ゲームなど負荷をかけた使い方では、大幅にバッテリの持ちは悪くなると思われますが、軽い用途では電源なしの状態でもある程度の時間作業が行えそうです。
ALIENWARE独自のソフトウェアを搭載
ALIENWARE 15 R2には、ALIENWAREブランド独自のソフトウェアである「Alienware Command Center」が標準搭載されており、「AlienFX」や「AlienFusion」、「AlienAdrenaline」、「Alienware TactX」などの各種機能を利用する事ができるようになっています。
AlienFXは、ALIENWARE 15 R2の本体に搭載されているイルミネーション機能の詳細設定を行うためのツール。
各ゾーンのカラーや点灯パターンなどを設定する事ができます。
なお、イルミネーション・カラーの変更や点灯・消灯は、タスクトレイ内にある「AlienFX Editor」より簡易的に設定する事が可能です。

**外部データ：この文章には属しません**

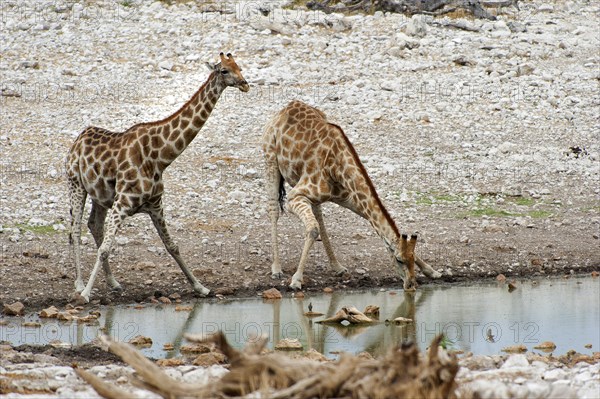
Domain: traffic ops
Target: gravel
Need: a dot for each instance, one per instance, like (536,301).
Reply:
(483,138)
(514,376)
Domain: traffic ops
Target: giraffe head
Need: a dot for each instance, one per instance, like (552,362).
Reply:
(405,261)
(229,73)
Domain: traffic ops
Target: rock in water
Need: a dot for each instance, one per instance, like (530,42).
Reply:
(273,293)
(14,309)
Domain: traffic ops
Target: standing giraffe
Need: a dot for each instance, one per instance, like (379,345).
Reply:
(316,158)
(122,173)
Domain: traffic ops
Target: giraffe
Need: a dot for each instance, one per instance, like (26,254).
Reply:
(318,161)
(122,173)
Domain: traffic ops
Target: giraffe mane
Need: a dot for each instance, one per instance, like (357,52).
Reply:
(173,115)
(365,175)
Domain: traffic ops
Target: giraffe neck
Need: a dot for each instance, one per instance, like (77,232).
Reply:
(375,212)
(179,129)
(363,198)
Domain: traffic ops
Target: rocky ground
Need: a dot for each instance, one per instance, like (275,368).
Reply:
(484,138)
(46,375)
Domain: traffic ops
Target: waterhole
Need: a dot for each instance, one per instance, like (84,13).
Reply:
(479,318)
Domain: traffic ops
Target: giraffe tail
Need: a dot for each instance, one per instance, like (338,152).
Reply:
(282,194)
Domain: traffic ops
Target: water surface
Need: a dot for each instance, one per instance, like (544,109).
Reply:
(481,318)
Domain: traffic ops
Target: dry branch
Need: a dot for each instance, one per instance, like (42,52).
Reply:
(349,314)
(402,373)
(410,7)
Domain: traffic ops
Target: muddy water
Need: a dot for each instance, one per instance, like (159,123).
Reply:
(481,318)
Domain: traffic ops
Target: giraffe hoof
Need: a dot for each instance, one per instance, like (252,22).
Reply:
(435,274)
(79,287)
(202,291)
(296,283)
(78,300)
(117,288)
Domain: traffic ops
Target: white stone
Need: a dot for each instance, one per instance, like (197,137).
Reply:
(167,65)
(516,360)
(416,26)
(554,375)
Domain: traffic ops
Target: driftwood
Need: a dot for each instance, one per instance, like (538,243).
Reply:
(401,373)
(349,314)
(410,7)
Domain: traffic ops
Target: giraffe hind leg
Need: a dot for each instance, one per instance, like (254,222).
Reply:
(96,226)
(333,262)
(77,197)
(302,207)
(426,269)
(115,218)
(156,214)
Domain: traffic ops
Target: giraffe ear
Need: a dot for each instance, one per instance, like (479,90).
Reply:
(212,67)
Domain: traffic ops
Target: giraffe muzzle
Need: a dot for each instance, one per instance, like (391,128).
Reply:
(243,86)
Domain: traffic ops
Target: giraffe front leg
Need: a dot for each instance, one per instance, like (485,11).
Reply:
(96,226)
(157,216)
(302,207)
(116,217)
(333,262)
(426,269)
(275,188)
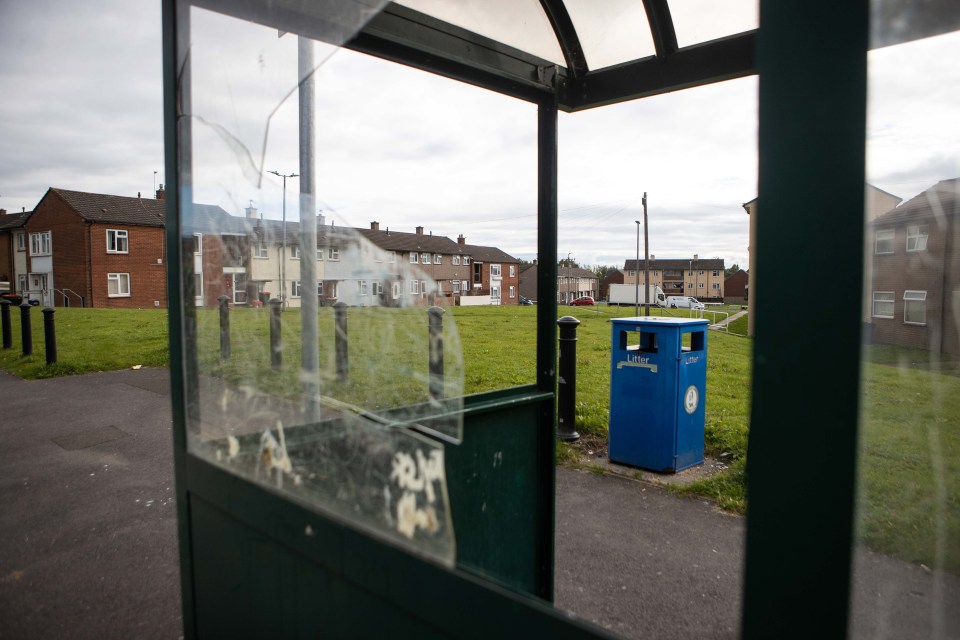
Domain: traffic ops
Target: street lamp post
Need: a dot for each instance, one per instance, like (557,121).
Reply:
(283,245)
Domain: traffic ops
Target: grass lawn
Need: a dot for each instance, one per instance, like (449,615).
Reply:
(909,488)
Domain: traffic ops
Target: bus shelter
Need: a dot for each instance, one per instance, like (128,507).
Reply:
(379,502)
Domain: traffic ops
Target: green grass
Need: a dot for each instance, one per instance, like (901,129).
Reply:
(909,477)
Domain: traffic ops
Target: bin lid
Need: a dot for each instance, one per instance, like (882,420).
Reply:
(660,321)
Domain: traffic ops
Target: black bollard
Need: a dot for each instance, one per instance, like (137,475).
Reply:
(435,315)
(5,321)
(340,340)
(26,332)
(567,381)
(49,335)
(224,327)
(276,348)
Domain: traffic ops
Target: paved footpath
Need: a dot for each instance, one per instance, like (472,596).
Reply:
(88,533)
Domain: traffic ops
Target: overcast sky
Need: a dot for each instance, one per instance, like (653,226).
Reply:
(82,109)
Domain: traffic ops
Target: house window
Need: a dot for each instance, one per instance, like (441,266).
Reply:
(917,237)
(915,307)
(40,243)
(117,241)
(883,241)
(883,304)
(118,285)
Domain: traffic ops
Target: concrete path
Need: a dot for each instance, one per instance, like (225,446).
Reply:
(88,533)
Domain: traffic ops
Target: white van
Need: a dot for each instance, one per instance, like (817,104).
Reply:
(684,302)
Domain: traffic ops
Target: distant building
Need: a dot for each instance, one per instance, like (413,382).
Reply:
(914,286)
(696,277)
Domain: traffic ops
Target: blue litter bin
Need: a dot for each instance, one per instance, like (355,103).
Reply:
(658,378)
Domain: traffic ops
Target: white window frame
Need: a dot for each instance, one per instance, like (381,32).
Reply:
(118,241)
(884,241)
(917,235)
(40,243)
(883,298)
(121,279)
(910,298)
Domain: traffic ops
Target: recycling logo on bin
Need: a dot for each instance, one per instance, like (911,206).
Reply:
(691,399)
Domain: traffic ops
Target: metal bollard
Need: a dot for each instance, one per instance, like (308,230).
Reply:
(49,335)
(26,332)
(435,316)
(5,321)
(340,340)
(567,379)
(224,327)
(276,348)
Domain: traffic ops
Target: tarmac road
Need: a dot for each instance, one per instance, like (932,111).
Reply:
(88,533)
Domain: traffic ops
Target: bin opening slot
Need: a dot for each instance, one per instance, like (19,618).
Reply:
(643,341)
(692,341)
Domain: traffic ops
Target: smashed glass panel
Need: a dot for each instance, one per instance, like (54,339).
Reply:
(697,21)
(314,368)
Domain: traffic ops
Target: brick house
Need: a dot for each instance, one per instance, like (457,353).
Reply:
(13,252)
(914,282)
(702,279)
(96,250)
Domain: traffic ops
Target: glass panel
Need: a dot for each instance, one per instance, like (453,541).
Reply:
(697,21)
(906,581)
(614,32)
(521,24)
(329,400)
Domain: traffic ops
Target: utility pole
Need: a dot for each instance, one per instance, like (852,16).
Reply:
(283,245)
(646,250)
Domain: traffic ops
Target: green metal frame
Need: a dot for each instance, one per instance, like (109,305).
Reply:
(811,57)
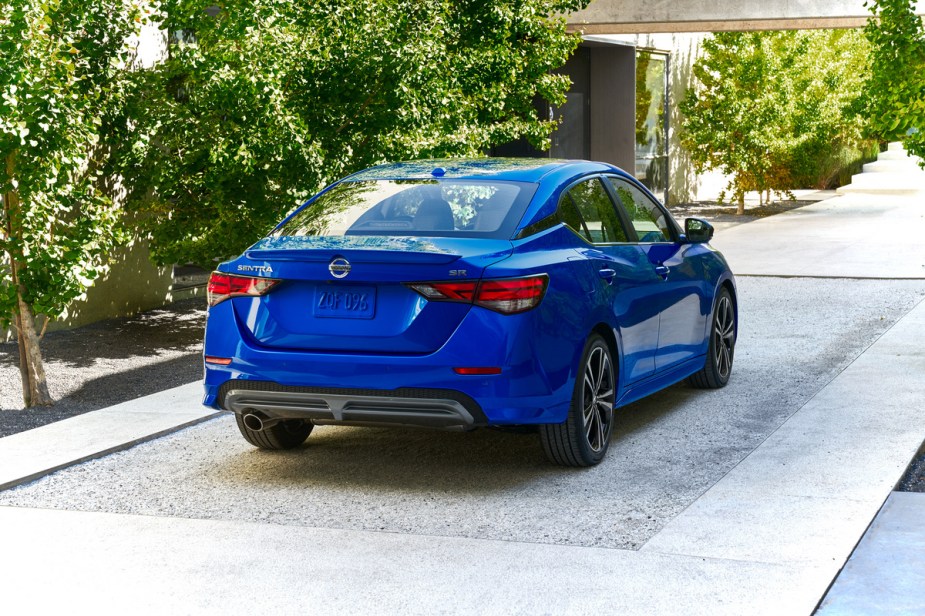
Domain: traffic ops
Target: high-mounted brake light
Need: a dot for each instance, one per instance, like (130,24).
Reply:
(224,286)
(505,295)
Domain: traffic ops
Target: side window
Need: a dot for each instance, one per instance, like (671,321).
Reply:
(646,217)
(598,215)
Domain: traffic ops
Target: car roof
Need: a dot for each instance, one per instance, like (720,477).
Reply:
(510,169)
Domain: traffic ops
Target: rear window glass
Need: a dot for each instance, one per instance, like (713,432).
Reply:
(414,208)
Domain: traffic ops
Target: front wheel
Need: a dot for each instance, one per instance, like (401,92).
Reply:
(717,367)
(583,439)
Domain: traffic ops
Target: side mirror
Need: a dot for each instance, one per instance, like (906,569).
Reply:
(698,231)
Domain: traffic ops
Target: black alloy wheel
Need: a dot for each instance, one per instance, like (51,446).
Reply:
(717,366)
(583,439)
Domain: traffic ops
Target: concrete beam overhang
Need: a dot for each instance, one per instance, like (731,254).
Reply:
(651,16)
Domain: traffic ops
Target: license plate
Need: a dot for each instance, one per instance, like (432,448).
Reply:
(345,302)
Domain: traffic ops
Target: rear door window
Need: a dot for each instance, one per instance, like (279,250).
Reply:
(649,221)
(588,209)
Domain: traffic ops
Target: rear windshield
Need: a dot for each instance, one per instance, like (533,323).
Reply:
(448,208)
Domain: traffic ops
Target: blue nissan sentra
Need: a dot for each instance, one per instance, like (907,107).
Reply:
(464,293)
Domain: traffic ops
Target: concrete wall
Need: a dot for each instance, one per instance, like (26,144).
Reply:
(684,48)
(645,16)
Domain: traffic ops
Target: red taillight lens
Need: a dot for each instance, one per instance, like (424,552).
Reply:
(447,291)
(223,286)
(513,295)
(505,295)
(477,370)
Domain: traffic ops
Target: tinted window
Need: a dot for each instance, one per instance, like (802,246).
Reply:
(414,207)
(649,221)
(597,211)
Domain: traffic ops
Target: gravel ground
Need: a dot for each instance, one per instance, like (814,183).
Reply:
(796,335)
(105,363)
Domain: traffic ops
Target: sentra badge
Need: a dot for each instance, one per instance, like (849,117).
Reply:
(339,267)
(256,269)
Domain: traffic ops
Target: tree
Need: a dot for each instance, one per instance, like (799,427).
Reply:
(769,108)
(895,89)
(261,103)
(59,73)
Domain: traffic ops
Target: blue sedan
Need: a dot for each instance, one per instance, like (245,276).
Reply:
(464,293)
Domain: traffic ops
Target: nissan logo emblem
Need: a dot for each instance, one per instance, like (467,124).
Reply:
(339,267)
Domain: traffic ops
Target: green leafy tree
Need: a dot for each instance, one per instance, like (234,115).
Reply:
(895,90)
(261,103)
(770,108)
(59,68)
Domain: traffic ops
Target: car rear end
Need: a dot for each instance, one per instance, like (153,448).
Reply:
(376,304)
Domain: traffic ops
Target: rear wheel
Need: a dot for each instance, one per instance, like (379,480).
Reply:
(717,367)
(583,439)
(284,435)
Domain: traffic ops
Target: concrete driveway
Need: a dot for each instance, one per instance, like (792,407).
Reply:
(743,500)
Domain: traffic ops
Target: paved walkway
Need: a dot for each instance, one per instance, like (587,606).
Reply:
(768,538)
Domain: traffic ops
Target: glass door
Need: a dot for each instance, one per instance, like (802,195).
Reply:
(652,121)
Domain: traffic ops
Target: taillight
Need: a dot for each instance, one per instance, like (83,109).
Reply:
(223,286)
(505,295)
(447,291)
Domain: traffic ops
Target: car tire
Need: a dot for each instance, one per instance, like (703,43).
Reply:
(284,435)
(717,366)
(583,438)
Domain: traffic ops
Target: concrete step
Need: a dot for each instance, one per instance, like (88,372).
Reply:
(890,179)
(894,166)
(852,189)
(895,155)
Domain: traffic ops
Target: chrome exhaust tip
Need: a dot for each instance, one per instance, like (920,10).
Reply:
(254,422)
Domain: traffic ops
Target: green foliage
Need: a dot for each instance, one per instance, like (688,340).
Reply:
(59,75)
(770,108)
(895,89)
(263,103)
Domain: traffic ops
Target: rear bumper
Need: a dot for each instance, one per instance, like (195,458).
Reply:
(431,408)
(534,387)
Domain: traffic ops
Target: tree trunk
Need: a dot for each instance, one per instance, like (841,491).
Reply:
(31,368)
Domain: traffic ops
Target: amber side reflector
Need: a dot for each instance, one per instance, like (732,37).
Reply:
(477,370)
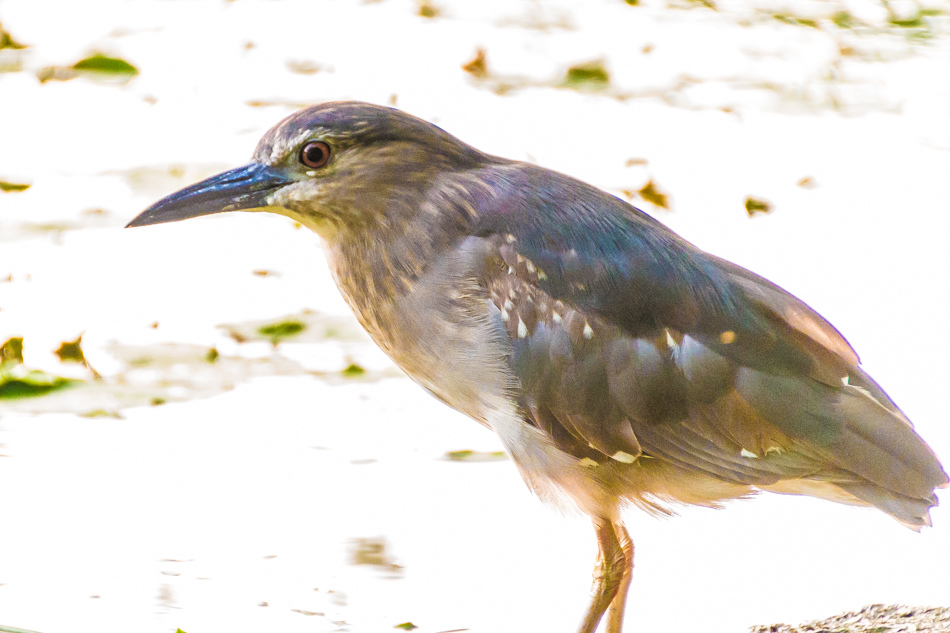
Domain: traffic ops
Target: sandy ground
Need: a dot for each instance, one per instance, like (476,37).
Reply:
(272,491)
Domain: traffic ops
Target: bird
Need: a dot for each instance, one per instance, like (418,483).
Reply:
(619,364)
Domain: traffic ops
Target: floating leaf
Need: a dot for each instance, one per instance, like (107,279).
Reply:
(12,186)
(844,20)
(100,64)
(12,351)
(589,75)
(476,456)
(71,352)
(29,384)
(477,67)
(353,371)
(807,183)
(96,67)
(277,332)
(101,413)
(754,206)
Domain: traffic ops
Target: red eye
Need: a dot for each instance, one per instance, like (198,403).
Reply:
(315,155)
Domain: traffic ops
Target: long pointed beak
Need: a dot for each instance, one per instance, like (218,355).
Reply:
(243,188)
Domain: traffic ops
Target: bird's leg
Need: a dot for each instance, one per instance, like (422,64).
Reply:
(609,573)
(619,603)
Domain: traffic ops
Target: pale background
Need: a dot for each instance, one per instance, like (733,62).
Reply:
(261,475)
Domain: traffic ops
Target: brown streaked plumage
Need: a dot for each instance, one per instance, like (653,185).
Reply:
(618,363)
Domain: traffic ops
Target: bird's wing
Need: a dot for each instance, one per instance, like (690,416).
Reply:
(628,340)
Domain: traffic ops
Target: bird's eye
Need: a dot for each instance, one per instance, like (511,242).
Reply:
(315,155)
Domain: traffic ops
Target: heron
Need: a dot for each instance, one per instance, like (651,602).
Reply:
(619,364)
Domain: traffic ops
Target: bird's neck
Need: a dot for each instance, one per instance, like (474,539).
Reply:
(379,266)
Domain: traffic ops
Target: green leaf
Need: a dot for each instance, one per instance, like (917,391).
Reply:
(476,456)
(353,371)
(277,332)
(29,384)
(100,64)
(754,206)
(589,75)
(71,352)
(12,351)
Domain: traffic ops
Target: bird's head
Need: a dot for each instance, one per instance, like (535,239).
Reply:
(335,168)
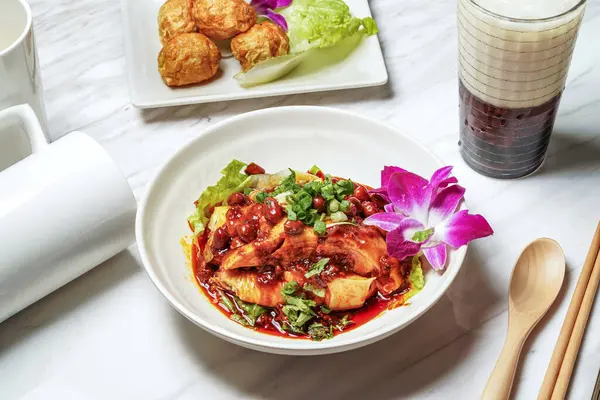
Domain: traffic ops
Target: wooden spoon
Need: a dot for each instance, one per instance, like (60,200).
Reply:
(535,282)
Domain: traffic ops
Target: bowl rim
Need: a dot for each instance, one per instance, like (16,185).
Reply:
(330,346)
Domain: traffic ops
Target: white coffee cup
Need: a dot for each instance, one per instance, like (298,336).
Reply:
(64,209)
(19,68)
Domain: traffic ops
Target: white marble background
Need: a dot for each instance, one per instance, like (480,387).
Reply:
(110,334)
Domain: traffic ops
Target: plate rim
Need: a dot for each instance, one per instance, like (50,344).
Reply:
(261,345)
(141,103)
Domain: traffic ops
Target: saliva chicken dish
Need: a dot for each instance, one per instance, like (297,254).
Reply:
(288,254)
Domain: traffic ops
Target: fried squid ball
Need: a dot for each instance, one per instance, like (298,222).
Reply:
(188,58)
(223,19)
(263,41)
(175,17)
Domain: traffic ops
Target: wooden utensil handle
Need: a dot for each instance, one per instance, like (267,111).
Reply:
(500,383)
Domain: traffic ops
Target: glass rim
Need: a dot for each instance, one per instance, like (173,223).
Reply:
(527,20)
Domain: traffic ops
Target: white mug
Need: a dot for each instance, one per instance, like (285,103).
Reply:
(19,69)
(64,209)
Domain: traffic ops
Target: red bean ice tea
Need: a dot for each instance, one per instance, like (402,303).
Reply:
(514,57)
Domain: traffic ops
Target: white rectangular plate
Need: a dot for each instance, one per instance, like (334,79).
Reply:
(363,67)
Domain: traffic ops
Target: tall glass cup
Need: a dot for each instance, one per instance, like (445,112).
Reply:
(514,56)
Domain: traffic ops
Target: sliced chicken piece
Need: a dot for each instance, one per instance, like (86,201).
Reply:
(296,248)
(256,253)
(355,248)
(245,285)
(349,292)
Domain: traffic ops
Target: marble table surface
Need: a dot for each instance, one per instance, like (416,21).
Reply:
(111,335)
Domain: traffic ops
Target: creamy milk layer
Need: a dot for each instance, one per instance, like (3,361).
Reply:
(516,64)
(528,9)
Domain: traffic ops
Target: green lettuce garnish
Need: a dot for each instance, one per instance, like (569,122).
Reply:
(322,23)
(321,33)
(233,180)
(416,278)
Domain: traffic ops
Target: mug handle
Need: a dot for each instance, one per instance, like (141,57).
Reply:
(25,114)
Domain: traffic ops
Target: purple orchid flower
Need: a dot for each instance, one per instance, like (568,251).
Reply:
(421,215)
(265,8)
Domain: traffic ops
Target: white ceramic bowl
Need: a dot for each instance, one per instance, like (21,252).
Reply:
(339,142)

Alienware AlienFX Editorによるカラーの変更画面
AlienFusion 電源プランの作成や詳細な設定を行うためのツール
AlienTactX キーボードに左側に設置されているプログラマブルキーの設定を行うためのツール
プログラマブルキーは、マクロなどの機能の他にもいろいろ設定できる
AlienAdrenaline システム設定や様々なアクションの実行を、予めプロファイルとして作成できるツール
ALIENWARE 15 R2 まとめ
ALIENWARE 15 R2のレビューは以上となります。
最後にまとめると・・・
・15.6型フルHD、もしくは4KのIGZO液晶を選択可能
・CPUには第6世代のCore i5や、最大ではOC対応のCore i7-6820HKも選択可能
・GPUには GTX965M、GTX970M、GTX980Mを選択できる
・最大1TB PCIe SSDやHDDといった 2ドライブ構成を選択できる
・イルミネーション機能他、ゲーミングPC向けの機能が充実
・Alienware Graphics Amplifierに対応しており、外部GPUを接続可能
15.6型フルHD、もしくは4KのIGZO液晶を搭載可能なゲーミングノートPCです。
CPUには最大で第6世代のCore i7-6820HKを、GPUにはGTX 980M(4GB)を選択できるなど、ゲーミングノートとしては非常にハイエンドな構成の選択肢を提供しています。
構成が充実しているだけではなく、筐体のイルミネーション機能やプログラマブルキーの搭載などゲーミング向けの機能が充実しており、性能だけではなく演出や機能を重視する方にも魅力の大きい製品です。
外部グラフィックカードを接続できる「Alienware Graphics Amplifier」にも対応しているため、将来的にスペックアップをしたいと思った場合にも、PCを買い替える事なくグラフィック性能を向上させる事が可能です。
ゲーミングPCの中ではやや価格の高い製品ではありますが、性能や機能、また操作性や液晶の美しさなど、その値段相応の価値を持ちあわせたノートPCだと言えるでしょう。